“St. James” is an exhibition I curated with works by Enrico Boccioletti, Guendalina Cerruti, Marion Goix, Gianandrea Poletta, Margherita Raso, Riccardo Sala and Massimo Vaschetto.
It happened in Menaggio (CO), Italy, on June 26, 2016.
Below there is my text and the amazing installation views shot by Beppe Raso.
A phone call kept resonating in my ears. The voice of an excitement for renewal muffled with the unavoidability of that same decision. It is better now than later, I am told. My heart gifted me with an extrasystole: the future was dragging the present while capturing the past into a precise day.
It was not even a day, but only a handful of hours. If I assume the distinction between content and form, I have to say that I knew the former but not the latter. This partiality informs St. James.
Embracing a frantic temporal structure of weekly updates about a place which setting has been familiar for a long time, St. James dwells in that structure’s precarity and discontinuity. It rises at a distance, via molecules of affections and bits of information. A last ditch effort of modernity–actually, the modernisation of an XVIII century Palazzo on the lake of Como–towards a future of permanent precarity.
Yet, in the long run, would that not be another stability?
– I have been distant and yet not. Can you see it?
– Sorry, I cannot see but feel it. The red cardinal carpet has already been pulled away from my feet.
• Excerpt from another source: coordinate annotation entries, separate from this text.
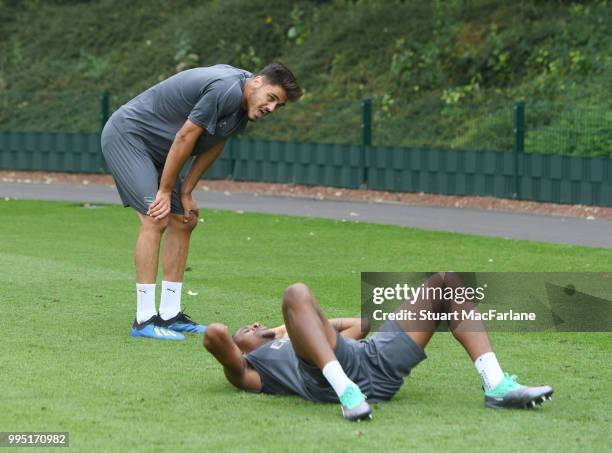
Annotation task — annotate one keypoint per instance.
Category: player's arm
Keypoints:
(182, 147)
(198, 167)
(350, 327)
(347, 327)
(219, 342)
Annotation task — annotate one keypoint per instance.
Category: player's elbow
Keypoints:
(215, 333)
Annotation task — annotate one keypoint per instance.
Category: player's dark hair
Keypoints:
(279, 74)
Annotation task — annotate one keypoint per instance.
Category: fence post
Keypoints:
(104, 109)
(366, 137)
(519, 145)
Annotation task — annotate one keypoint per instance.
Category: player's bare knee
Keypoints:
(178, 223)
(159, 225)
(296, 295)
(214, 333)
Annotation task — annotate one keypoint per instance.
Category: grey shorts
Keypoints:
(377, 365)
(135, 172)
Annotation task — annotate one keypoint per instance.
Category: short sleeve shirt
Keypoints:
(210, 97)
Swiftly it turned into a mythopoetic contagion, echoing and nurturing its own duration. The house is an organism–an autonomous, automated system for the reproduction of itself at a microscopic level. However, I cannot acknowledge it from the outer, coral pink cladding. It requires me to get closer and eventually to get in it, as from the outside it remains opaque. Perhaps it is only my skin–the cladding of my body–which is truly transparent. Sometimes it takes to the surface what is going on underneath: an ongoing splitting and merging and flowing and fetching and adding and flowing and deleting and.
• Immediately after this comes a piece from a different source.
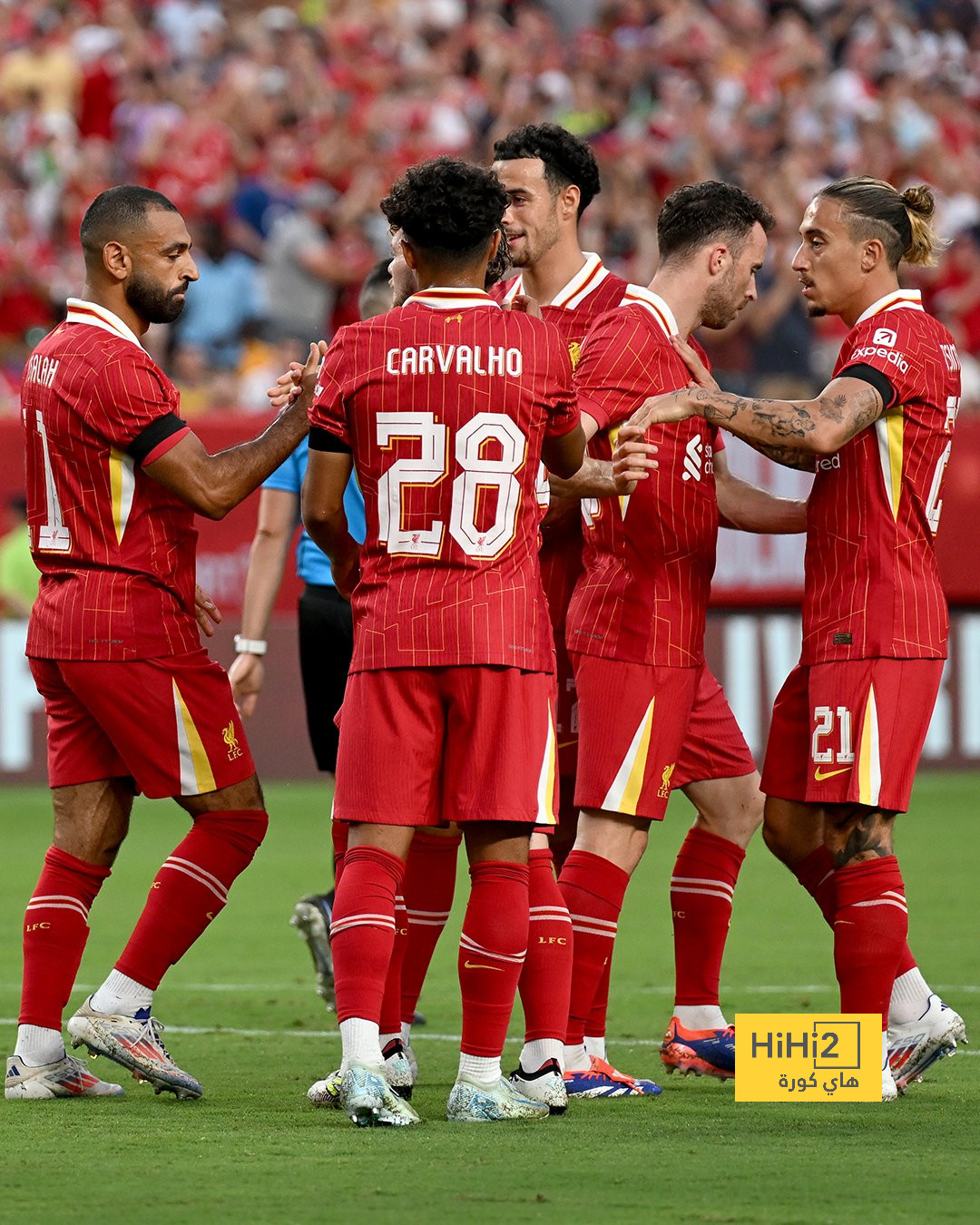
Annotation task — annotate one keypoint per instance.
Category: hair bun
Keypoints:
(920, 200)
Please excuse the somehow apocalyptic tone
What is your shelter then? How do you build your nest where to curl yourself up? Does it look like a fleshy fortress where to keep your kernel safe? I have in mind that little, brick red dog that once Francis Alÿs painted. Or the way in which a community of penguins keeps itself warm. Something saturating the space, filling its horrors.
An organised action towards an exploration of an interiors’ intimacy. But the desire to bring something closer–a memory to my mind, a texture to my skin, a smell to my nostrils, a lover to my love–chips my vision away. I embrace my ineffectuality in its articulation and I close my eyes. It is not a matter of visibility though, rather of inhabiting an infrathin, an interval of presence/absence/presence/absence ad infinitum.
So please hun, try not to indulge in haptic lusts. They carry a fetish drive. They are an effacement of distance through an enhancement of desire and a sanitisation of participation. Beyond pornography. I want art objects resisting a dispersion of attention, care, and adherence.
It is not life. It is an exhibition. So how to take a position? How to create the visible without ending up onto obliging somebody to look at a surface, i.e. an image? When does a synaesthesia become problematic? When does friendship become a hindrance for a project?
Why effacing to be afraid or scared? Why taking the distance from an image? Why staring at it for 3 secs? How long will I stare at them? How will I react to them?
Sunderland votes to LEAVE. Newcastle Upon Tyne votes to REMAIN. I watched the EU Referendum “page updates automatically” on the BBC website. Broxbourne votes to LEAVE. Swindon votes to LEAVE–oh, that is where my flatmate comes from. Kettering votes to LEAVE.
I shivered hearing the triumphal cry of the LEAVE voters.
As for the owner of the Palazzo and his family, St. James has been an umbrella term for a life plan of care and solidarity–notwithstanding how tentative that project might have been. They cannot have an optimistic vision nor they can resign nor they can recommend you not to panic. Rather, the works within St. James collectively find each other in that same adventurous precarity.